Nikki J. believes that distress, blaming the victim, and the emergency nature of the foster care system make it ripe picking for pedophiles. When asked how we can support teen girls in foster care Nikki J., her first recommendation is that caregivers and child welfare workers should believe children when they say they have been sexually abused.  She believes that many children (herself included) do not tell about the abuse they endure because of the guilt and shame they experience and also because of the fear of being ignored or not believed. 

 

Nikki J. has experienced personally and seen firsthand in the youth she has worked with that there needs to be more emphasis on independent living skills before youth age out of foster care.  Because of trauma and instability, teens are very often unprepared to live successfully on their own after they exit the foster care system.

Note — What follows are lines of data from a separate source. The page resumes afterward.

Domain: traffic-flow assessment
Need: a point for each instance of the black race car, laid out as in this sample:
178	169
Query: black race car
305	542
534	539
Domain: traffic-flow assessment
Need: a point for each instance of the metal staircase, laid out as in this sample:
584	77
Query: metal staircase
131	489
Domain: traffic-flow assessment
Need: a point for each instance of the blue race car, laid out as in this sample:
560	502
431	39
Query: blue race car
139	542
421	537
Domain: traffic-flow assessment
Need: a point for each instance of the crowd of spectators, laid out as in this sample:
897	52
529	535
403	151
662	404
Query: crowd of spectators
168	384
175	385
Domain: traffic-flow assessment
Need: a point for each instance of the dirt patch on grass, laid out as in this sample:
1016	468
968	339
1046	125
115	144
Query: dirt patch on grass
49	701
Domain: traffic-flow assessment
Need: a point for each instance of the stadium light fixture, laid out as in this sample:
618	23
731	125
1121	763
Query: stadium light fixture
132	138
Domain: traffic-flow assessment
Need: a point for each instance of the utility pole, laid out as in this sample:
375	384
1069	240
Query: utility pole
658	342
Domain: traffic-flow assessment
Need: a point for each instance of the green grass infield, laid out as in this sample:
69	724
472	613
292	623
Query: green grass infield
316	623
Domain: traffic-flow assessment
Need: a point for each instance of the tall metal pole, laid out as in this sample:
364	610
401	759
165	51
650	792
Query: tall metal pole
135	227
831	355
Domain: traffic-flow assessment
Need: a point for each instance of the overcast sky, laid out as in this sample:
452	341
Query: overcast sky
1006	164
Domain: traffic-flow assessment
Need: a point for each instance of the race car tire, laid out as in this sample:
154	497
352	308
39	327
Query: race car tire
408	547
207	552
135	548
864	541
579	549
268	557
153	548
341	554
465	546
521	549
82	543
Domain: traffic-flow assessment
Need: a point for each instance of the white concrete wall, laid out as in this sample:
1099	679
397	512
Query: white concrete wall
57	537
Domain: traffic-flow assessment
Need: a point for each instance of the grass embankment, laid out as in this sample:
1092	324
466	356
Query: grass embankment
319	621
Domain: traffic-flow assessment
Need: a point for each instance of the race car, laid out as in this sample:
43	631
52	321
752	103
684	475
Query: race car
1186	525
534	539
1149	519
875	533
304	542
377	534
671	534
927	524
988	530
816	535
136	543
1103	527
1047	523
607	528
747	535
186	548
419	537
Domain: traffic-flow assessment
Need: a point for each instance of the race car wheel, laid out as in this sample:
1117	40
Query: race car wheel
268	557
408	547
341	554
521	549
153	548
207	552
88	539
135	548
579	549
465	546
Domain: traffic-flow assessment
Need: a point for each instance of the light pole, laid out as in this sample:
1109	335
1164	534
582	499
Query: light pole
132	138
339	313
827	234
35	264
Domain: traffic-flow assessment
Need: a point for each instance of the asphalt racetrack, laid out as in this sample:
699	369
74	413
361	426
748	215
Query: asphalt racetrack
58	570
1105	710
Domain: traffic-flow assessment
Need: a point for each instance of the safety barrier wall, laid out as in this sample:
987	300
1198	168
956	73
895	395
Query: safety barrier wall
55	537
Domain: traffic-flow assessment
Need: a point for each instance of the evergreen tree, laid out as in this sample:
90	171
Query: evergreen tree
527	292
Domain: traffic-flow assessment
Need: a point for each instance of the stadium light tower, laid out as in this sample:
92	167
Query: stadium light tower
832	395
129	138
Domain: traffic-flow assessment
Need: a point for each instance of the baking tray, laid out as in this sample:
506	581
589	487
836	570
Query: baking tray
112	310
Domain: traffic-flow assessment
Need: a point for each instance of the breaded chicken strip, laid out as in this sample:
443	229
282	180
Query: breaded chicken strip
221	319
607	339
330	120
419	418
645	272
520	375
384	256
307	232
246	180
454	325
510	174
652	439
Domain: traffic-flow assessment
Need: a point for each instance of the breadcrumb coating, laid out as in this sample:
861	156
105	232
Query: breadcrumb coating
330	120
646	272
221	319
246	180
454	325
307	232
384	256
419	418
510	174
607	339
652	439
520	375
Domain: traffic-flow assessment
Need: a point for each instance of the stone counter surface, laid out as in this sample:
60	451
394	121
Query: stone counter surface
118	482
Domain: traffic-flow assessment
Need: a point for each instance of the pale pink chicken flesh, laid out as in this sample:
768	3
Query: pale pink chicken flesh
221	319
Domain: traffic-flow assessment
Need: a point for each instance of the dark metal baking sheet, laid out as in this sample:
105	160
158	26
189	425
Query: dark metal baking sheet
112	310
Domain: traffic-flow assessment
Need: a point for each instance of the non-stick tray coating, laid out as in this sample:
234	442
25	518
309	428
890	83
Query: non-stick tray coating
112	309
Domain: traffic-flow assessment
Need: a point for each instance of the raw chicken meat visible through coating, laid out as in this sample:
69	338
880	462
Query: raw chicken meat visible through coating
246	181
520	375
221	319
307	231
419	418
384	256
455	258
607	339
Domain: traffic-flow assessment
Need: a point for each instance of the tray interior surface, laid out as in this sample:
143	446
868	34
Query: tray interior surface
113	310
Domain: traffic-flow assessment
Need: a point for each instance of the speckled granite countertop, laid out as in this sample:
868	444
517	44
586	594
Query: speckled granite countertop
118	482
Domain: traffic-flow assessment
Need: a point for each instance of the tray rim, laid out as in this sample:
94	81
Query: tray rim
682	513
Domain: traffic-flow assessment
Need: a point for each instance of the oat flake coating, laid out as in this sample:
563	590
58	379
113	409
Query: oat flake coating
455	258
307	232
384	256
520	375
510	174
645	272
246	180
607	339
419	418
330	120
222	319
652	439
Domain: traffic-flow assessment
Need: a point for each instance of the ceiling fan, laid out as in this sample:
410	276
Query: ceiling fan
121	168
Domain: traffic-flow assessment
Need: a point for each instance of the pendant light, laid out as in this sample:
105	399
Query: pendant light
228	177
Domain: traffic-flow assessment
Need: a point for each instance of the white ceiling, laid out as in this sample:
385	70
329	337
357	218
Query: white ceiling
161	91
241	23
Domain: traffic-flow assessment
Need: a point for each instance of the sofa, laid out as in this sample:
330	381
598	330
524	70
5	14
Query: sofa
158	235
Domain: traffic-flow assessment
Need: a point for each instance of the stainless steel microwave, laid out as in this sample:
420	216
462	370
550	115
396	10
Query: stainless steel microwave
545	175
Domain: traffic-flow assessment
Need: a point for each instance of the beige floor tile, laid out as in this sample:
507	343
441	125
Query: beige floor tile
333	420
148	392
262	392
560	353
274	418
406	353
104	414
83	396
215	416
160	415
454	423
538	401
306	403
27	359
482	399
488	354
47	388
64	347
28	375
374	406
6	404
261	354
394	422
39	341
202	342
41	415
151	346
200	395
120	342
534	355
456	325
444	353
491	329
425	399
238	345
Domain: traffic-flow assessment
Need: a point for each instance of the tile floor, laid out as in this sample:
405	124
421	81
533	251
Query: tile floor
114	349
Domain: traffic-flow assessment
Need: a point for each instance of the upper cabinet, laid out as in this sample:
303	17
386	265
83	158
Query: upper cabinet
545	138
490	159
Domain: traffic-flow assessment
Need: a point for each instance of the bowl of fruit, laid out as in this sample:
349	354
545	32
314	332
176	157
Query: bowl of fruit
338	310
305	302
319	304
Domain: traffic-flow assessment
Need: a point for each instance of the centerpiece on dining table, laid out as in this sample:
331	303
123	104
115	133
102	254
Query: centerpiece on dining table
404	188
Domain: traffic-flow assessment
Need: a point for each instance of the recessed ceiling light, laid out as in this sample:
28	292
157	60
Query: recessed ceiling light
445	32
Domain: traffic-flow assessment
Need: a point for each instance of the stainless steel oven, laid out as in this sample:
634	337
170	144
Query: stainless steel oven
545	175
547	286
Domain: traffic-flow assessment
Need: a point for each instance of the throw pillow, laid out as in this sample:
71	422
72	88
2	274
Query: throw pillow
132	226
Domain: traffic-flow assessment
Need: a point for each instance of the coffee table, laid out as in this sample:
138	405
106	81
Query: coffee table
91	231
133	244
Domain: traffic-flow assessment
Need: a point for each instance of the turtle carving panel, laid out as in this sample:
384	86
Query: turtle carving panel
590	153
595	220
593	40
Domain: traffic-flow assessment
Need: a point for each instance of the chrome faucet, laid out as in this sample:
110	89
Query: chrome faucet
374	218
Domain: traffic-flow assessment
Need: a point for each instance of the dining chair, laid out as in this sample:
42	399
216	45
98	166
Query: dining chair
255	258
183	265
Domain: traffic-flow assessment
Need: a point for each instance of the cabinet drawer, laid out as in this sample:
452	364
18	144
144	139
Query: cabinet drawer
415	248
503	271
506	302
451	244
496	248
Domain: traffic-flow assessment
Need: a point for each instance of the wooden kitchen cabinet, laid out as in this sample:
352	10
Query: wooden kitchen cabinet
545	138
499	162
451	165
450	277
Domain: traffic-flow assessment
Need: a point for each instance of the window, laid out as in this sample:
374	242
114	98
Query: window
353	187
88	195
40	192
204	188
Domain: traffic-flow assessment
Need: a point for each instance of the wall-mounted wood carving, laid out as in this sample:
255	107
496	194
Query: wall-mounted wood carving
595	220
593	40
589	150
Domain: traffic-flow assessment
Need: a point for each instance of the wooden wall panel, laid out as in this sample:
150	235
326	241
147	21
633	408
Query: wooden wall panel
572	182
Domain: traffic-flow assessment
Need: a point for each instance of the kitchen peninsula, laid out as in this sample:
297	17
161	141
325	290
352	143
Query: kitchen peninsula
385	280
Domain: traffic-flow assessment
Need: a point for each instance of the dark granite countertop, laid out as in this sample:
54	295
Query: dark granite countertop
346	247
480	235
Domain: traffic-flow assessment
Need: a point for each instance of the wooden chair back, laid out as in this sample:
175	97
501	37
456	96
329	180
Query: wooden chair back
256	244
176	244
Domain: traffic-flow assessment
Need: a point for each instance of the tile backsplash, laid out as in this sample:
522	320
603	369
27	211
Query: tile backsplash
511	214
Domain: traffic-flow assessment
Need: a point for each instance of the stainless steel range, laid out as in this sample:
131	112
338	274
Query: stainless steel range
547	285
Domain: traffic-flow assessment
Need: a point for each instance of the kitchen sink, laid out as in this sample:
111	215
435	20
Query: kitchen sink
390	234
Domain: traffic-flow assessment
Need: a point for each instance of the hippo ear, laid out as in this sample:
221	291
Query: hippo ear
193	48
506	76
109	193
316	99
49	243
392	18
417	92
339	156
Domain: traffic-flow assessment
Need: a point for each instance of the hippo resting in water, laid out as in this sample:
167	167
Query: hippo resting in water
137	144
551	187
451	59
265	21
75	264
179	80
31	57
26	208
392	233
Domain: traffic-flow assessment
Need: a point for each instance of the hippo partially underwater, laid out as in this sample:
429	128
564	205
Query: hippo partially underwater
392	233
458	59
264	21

The outcomes can be tragic.

 

Nikki J. is a woman with a vision on a mission whose testimony is that God will never leave you or forsake you.  She is using her life to change lives.

 

 

As we host our 6th Annual Pack A Purse Drive™ in December 2012, we will use the Teen Toolbox blog as a platform to spread inspiration and hope by highlighting the triumphs of successful women foster care alumni

 

Nicki Sanders, MSW, Chief Visionary Officer

The Teen Toolbox provides youth portfolio development and civic engagement and academic empowerment strategies to help teens set goals for life after high school and create a road map to reach those goals through its PACKAGED FOR SUCCESS™ Programs.  We are committed to supporting and raising awareness about the needs and potential of teenagers in the foster care system. 

 

 

Comments 5

  • All to often I hear stories about the lives of people that were unable to beat the odds against them, stories if people that the system has failed them, and/or stories of people that never were able to heal from wounds of childhood. Reading a story that is so uplifting and pours hope into the lives of those who still have a chance at life is so inspiring. Thank you for sharing your story.

    • Glori, thank you for reading and sharing how the testimony impacted you. I too am inspired by the strength and dedication of the women who are making the world a better place by raising their voices.

  • First I want to thank you for sharing your story and empowering our youth to strive for excellence. My name is Margarita Davis-Boyer I am the older youth services coordinator for DHS Department of Human Services in Philadelphia. I service youth ages 14-21 who are in foster care. I must say that your testimony is excellent in addition to your vision and mission. I am inquiring if our youth who are in foster care can benefit from hearing you speak, etc? Many of our youth have overcome obstacles of physical abuse, sexual abuse, mental abuse, verbal abuse, neglect, etc.
    Our youth attend a center which is the Achieving Independence Center located in down town Philadelphia. We provide services for youth to have better outcomes when they age out of care due to several statistics showing that youth who age out of care become homeless, incarcerated, etc. Our mission is important to me because I actually was in foster care myself and have adopted my younger sister out of care.

    Again if we could consult on a way for our youth to benefit from your empowering story and success that would be great!

    • Margarita, I am grateful that you were inspired by Nikki’s story. I am even more appreciative that this blog has been a catalyst for connecting others who also work to improve the lives of youth in foster care. If there is any way that I can also be of service to your youth and staff please don’t hesitate to contact me. Nikki, you are awesome!

  • Thank you Glori. I am thankful that my story is able to bring hope to others.